Ductility is a desired property in structural design as it protects structures against unpredicted overloading and/or load reversals. It is therefore essential that RC columns possess adequate ductility. A method was developed by Pessiki and Peironi [34] in which the column ductility is calculated as the ratio of the ultimate axial displacement (δu) to the yield axial displacement (δy), given by DI = δu/δy. In this method, the yield displacement is estimated to be the axial displacement corresponding to the yield load or to the limit of the linear behavior. The ultimate displacement is assumed to be the axial displacement at 85% of the peak load in the post-peak descending portion of the load vs. displacement curve.
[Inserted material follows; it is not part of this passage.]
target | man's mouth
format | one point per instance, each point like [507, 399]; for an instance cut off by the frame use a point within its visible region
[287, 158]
The ductility index (DI) for the column is then calculated as the ratio of the displacements obtained for all columns, as shown in Table 6.

Additionally, values of the force carried by the concrete (P_concrete), calculated as the difference between the ultimate load (P_max) and the load carried by the bars (P_bar), are shown in Table 6 for all the concentric columns.

5. Conclusions

The compressive strengths of small and large sizes of GFRP and BFRP bars were examined experimentally under static loads. The experimental results were then utilized as material input to develop nonlinear finite element (FE) models to simulate the axial behavior of concrete columns reinforced with these types of FRP bars. The FE model was initially validated with experimental results on FRP-RC columns and then used to conduct an extended parametric analysis to investigate the overall response of the FRP-RC columns. The parametric analysis included different column geometries and cross-sections, different reinforcement ratios, different ties materials, different concrete strengths, and different loading eccentricities. The main conclusions of this study are summarized below:

• The compressive strengths of both the GFRP and BFRP bars were much lower than their tensile strength values. Small size bars reported lower compressive strengths than large sizes.
• There were insignificant differences between columns reinforced with BFRP bars and columns reinforced with GFRP bars in terms of overall maximum load, displacement, and bar strength contributions.
• The contribution of GFRP and BFRP bars to the ultimate capacities of FRP-RC columns increases with the reinforcement ratio and was found to be around 5% for the lowest reinforcement ratio and up to 24% for higher reinforcement ratios.
• Increasing the longitudinal reinforcement ratio for the BFRP and GFRP columns did not significantly affect the ultimate capacities of the columns for concentric columns, but the increase was noticeable for eccentric-loaded columns.
• The ductility of columns reinforced with the BFRP or GFRP bars decreased when the reinforcement ratio increased. The ductility was higher when the circular cross sections were used.
• Using steel ties for confinement of RC columns resulted in higher capacities, higher concrete core confinements, and higher ductility than using BFRP and GFRP ties.